Di grande impatto, non solo giuridico ma anche umano, è la sentenza delle Sezioni Unite Civili le quali, a risoluzione di contrasto, sulla responsabilità medica per nascita indesiderata, hanno affermato che: a) la madre è onerata dalla prova controfattuale della volontà abortiva, ma può assolvere l’onere mediante presunzioni semplici; b) il nato con disabilità non è legittimato ad agire per il danno da “vita ingiusta”, poiché l’ordinamento ignora il “diritto a non nascere se non sano” (Sezioni Unite Civili, Sentenza 22 dicembre 2015, n. 25767, Presidente L. A. Rovelli, Relatore A. Spirito, Estensore R. Bernabai).

Di notevole rilevanza sul piano pratico è l’altra pronuncia delle Sezioni Unite che, a soluzione di una questione di massima di particolare importanza, hanno affermato il principio secondo cui, ove il diritto non si possa far valere se non con un atto processuale, la prescrizione è interrotta dall’atto di esercizio del diritto, ovvero dalla consegna dell’atto all’ufficiale giudiziario per la notifica, mentre in ogni altro caso opera la soluzione opposta (Sezioni Unite, Sentenza 9 dicembre 2015, n. 24822, Presidente L.A. Rovelli, Estensore R. Vivaldi).
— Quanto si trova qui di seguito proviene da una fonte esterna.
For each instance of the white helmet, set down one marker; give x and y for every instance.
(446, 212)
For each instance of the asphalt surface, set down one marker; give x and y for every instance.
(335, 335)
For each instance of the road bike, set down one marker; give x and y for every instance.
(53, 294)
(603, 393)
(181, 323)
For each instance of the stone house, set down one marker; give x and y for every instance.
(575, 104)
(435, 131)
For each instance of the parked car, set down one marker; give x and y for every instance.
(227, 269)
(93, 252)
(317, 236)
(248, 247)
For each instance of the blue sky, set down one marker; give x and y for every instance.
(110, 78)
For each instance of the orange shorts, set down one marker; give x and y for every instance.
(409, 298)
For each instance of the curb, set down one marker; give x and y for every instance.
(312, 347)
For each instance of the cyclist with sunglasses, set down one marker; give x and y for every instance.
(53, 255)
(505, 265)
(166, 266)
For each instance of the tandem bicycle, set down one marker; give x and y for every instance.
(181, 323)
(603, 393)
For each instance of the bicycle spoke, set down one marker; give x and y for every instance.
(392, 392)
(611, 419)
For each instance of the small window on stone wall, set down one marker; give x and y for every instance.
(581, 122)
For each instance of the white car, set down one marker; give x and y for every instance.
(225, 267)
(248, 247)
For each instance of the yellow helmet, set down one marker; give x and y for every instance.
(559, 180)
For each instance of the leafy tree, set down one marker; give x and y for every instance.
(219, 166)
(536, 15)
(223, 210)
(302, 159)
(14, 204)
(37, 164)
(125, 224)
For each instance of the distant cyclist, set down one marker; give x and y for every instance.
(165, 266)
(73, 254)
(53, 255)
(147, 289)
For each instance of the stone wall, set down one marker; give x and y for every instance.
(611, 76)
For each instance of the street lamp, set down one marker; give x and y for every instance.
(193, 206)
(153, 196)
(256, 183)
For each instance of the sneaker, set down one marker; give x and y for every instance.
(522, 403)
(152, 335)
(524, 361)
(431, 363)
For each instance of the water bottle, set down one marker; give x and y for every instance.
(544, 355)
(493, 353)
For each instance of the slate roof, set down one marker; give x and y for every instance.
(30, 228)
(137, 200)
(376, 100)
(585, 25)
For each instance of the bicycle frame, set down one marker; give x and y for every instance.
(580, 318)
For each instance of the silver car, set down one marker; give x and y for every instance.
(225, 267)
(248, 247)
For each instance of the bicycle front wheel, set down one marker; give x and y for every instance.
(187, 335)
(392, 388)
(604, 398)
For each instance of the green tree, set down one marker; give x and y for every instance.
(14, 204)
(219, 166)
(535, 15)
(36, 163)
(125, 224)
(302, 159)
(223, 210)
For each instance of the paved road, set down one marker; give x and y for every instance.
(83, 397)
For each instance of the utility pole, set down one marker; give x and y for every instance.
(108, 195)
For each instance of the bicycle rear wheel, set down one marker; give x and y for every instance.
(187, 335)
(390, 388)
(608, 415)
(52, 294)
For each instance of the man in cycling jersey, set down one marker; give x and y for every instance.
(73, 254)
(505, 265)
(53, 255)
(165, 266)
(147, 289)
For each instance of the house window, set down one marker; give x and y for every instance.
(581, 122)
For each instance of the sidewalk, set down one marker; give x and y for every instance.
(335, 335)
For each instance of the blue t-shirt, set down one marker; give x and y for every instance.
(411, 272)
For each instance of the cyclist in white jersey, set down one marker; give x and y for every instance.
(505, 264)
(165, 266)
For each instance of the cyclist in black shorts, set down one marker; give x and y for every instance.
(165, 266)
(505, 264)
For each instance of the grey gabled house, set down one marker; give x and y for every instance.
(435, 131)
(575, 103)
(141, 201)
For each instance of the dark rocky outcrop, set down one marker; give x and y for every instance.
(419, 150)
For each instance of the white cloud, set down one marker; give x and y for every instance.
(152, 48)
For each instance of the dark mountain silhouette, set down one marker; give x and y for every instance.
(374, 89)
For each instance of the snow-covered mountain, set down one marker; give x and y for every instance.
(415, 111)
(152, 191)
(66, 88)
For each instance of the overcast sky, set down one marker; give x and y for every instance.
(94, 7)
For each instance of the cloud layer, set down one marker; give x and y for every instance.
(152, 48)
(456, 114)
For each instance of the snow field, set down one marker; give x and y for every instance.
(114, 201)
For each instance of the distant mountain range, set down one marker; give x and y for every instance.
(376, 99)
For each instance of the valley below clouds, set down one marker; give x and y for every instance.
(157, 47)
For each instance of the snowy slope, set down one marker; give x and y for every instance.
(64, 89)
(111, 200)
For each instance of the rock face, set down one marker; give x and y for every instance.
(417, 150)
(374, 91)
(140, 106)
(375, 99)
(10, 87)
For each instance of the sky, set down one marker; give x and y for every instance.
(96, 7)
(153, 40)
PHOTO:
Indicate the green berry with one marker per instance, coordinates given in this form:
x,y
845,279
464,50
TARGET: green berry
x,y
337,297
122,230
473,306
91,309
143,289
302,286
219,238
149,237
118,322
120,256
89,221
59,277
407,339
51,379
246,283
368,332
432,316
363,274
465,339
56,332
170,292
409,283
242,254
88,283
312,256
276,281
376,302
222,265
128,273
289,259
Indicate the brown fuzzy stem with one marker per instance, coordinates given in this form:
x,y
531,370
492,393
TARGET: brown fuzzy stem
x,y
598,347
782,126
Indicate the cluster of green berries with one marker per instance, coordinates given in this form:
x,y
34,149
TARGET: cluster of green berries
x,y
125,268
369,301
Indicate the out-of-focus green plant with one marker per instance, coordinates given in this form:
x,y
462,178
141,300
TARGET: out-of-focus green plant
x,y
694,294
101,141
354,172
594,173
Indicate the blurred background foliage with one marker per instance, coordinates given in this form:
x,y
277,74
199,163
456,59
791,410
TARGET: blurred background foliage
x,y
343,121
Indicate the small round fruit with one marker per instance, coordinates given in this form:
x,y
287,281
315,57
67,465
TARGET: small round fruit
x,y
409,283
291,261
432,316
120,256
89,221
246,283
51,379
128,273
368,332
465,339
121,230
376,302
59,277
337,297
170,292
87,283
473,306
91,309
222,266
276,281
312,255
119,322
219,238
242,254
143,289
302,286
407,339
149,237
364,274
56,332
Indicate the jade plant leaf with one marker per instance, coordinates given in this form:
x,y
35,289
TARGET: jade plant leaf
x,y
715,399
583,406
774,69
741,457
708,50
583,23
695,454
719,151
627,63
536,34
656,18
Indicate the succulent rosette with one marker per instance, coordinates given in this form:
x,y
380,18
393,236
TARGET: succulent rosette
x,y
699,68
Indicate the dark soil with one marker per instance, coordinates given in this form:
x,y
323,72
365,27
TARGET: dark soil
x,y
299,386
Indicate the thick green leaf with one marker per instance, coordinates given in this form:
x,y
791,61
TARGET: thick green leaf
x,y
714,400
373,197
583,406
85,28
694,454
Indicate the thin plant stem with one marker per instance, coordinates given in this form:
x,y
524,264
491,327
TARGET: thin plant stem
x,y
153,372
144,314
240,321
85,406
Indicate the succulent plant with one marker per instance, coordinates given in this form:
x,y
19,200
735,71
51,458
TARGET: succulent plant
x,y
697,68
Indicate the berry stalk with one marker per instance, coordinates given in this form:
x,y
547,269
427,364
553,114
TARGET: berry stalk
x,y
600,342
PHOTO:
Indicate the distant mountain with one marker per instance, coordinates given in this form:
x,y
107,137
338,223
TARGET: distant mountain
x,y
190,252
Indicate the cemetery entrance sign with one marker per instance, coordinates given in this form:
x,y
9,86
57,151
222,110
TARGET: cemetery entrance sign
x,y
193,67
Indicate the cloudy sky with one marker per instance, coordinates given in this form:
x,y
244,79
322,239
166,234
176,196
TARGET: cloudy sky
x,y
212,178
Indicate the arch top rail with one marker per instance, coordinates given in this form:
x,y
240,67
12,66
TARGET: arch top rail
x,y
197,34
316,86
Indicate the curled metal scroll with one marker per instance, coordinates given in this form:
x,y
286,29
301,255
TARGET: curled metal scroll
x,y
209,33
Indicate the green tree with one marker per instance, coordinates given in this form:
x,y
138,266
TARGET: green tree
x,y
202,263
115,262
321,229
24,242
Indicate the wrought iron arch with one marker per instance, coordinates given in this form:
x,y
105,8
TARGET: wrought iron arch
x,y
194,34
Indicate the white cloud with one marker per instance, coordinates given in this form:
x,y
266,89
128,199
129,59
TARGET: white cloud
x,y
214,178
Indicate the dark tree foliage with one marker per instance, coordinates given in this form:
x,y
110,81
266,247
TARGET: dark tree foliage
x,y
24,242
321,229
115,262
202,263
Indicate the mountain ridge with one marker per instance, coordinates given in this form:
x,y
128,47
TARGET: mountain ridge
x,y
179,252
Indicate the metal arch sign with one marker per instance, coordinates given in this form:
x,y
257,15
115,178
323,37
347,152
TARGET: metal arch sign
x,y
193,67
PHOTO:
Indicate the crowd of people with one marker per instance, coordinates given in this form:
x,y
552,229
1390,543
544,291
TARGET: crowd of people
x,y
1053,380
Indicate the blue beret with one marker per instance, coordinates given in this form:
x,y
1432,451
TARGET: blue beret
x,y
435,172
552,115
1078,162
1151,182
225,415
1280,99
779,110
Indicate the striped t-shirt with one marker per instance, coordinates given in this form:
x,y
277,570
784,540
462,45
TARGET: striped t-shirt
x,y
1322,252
Le stesse Sezioni Unite, a soluzione di una questione di massima di particolare importanza, hanno affermato il principio secondo il quale l’impugnazione del garante riguardo al rapporto principale, tanto nel caso in cui la chiamata si sia esaurita nella sola richiesta di estensione soggettiva dell’accertamento sul rapporto principale al garante, quanto nel caso in cui ad essa sia stata cumulata la domanda di garanzia, è idonea ad investire il giudice dell’impugnazione anche a favore del garantito, attesa la struttura necessaria del litisconsorzio sul piano processuale e considerato che è stato lo stesso garantito a realizzare l’estensione soggettiva della legittimazione sul rapporto principale (Sezioni Unite, Sentenza 4 dicembre 2015, n. 24707, Presidente L.A. Rovelli, Estensore R. Frasca).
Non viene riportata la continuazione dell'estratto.